Thinking about replacing the fluorescent bulb with this on my 29 tall: https://www.amazon.com/Fulight-Easy...00WL7YW2M/ref=cm_cr_arp_d_product_top?ie=UTF8

Has anyone tried these?

Looking to grow Dwarf Hairgrass


----------



## Maryland Guppy (Mar 5, 2015)

Yes, I have a 4' installed over a low tech 55 gallon tank.
Been in service now for 18 months.
Also tested some @ works for 30 months daily use.
I used daylights and the color remained true over time.

Only issue was the two pins that required power were at the same end.
A shunted tombstone (lamp holder for pins) could not be used.
Hardware store and $2 fixed this.

I have heard nothing good about the tubes that claim they will run on an existing ballast.

Hope this helps.


----------



## Jraculya (Apr 21, 2016)

That is exactly what I was hoping to hear.

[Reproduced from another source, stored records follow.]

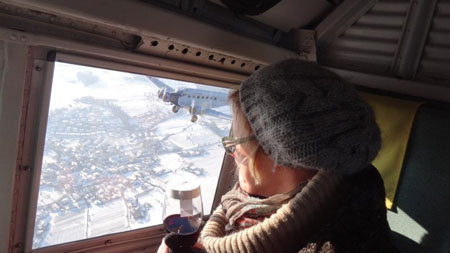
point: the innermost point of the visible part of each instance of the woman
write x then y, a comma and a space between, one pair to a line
303, 141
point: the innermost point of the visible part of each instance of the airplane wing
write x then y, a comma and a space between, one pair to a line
217, 114
160, 84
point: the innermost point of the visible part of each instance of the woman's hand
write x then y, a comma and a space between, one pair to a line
173, 241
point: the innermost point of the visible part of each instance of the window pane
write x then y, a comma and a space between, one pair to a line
113, 140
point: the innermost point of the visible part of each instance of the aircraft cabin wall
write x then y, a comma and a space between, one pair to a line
364, 41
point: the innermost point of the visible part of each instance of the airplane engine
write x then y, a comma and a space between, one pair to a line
194, 111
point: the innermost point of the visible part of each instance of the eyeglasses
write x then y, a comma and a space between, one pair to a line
229, 143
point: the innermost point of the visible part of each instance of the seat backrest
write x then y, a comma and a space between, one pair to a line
421, 217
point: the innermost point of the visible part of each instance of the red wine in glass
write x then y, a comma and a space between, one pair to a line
187, 228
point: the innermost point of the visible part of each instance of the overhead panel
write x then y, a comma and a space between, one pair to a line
369, 45
435, 64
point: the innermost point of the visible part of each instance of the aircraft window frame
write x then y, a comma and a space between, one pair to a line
138, 236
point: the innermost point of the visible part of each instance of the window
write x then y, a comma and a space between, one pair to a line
110, 147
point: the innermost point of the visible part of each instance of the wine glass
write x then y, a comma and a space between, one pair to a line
183, 211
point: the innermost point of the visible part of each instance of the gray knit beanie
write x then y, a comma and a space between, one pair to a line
306, 116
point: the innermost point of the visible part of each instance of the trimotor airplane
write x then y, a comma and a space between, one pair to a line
197, 101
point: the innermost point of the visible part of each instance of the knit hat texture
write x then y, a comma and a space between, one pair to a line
304, 115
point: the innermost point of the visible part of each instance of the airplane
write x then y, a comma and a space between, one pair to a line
196, 101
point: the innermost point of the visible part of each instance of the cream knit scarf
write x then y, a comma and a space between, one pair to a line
284, 231
238, 204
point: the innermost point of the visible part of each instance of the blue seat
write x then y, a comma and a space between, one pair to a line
420, 219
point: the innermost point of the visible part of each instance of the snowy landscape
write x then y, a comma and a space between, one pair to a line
111, 147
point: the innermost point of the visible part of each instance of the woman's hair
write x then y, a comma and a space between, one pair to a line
241, 128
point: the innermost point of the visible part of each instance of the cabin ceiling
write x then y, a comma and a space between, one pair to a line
400, 39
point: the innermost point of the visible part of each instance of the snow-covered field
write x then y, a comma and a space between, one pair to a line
111, 147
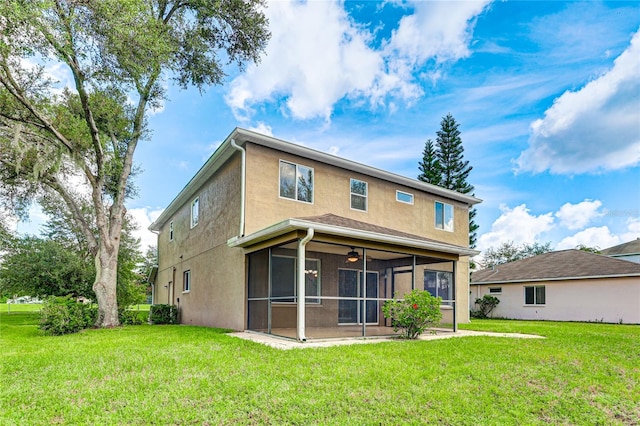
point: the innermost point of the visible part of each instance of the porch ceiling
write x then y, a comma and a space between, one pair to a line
352, 230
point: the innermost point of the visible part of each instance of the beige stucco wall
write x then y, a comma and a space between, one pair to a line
332, 195
609, 300
217, 295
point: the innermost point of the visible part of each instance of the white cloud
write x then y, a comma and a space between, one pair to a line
517, 225
592, 129
633, 230
600, 237
577, 216
143, 217
318, 55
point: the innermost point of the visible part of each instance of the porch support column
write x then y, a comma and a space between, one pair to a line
302, 244
453, 289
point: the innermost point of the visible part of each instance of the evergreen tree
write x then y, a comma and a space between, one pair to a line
431, 171
444, 165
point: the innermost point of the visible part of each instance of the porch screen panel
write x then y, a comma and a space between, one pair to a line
347, 287
283, 279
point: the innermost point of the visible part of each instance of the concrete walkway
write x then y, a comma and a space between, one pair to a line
284, 343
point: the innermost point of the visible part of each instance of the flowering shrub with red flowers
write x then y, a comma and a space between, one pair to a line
415, 313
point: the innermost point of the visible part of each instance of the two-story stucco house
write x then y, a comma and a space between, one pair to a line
274, 237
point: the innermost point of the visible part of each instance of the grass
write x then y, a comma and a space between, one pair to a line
580, 374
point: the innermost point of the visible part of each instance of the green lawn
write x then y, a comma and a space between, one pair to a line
581, 374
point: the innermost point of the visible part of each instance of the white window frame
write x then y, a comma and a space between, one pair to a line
365, 196
186, 281
445, 207
535, 295
410, 195
295, 284
297, 173
195, 212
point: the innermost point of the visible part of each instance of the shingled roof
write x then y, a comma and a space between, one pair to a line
632, 247
557, 265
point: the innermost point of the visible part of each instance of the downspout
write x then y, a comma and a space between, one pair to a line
242, 184
301, 285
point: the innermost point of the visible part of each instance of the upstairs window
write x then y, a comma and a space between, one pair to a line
195, 211
444, 216
534, 295
358, 194
404, 197
296, 182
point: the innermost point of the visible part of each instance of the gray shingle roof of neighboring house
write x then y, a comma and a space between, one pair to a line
632, 247
557, 265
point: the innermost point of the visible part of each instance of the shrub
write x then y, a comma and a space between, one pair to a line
130, 317
163, 314
486, 304
63, 315
418, 311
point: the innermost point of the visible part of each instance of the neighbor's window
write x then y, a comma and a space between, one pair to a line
444, 216
358, 194
296, 182
439, 283
404, 197
534, 295
283, 279
186, 281
195, 211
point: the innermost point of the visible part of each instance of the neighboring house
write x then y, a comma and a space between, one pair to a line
278, 238
568, 285
628, 251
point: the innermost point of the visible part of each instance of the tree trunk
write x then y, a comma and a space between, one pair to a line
106, 284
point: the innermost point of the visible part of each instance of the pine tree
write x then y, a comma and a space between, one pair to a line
431, 171
444, 165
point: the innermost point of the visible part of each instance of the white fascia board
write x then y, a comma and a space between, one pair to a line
297, 224
535, 280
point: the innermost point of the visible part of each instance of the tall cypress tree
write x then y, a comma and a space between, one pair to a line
444, 165
431, 171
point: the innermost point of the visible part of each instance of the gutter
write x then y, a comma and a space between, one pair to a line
242, 184
301, 285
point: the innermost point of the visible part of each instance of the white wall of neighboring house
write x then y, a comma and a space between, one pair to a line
611, 300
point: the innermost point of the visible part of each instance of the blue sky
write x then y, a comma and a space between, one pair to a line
547, 95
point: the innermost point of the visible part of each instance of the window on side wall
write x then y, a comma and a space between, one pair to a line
296, 182
359, 191
186, 281
404, 197
535, 295
195, 211
444, 216
439, 284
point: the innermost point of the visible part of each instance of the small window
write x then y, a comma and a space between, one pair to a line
534, 295
296, 182
195, 211
186, 281
444, 216
404, 197
358, 194
283, 280
439, 284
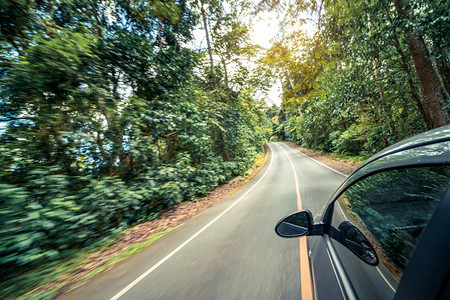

Thanks!


----------



## Jraculya (Apr 21, 2016)

I just thought I would give an update on how this bulb is doing in the tank. I am now several months in and the results are mixed. Stems are growing ok if a little slowly. Swords don't seem to be growing at all. This is a no Co2 or ferts tank, so that may be what is limiting the swords. 

I think it looks pretty good though overall.


----------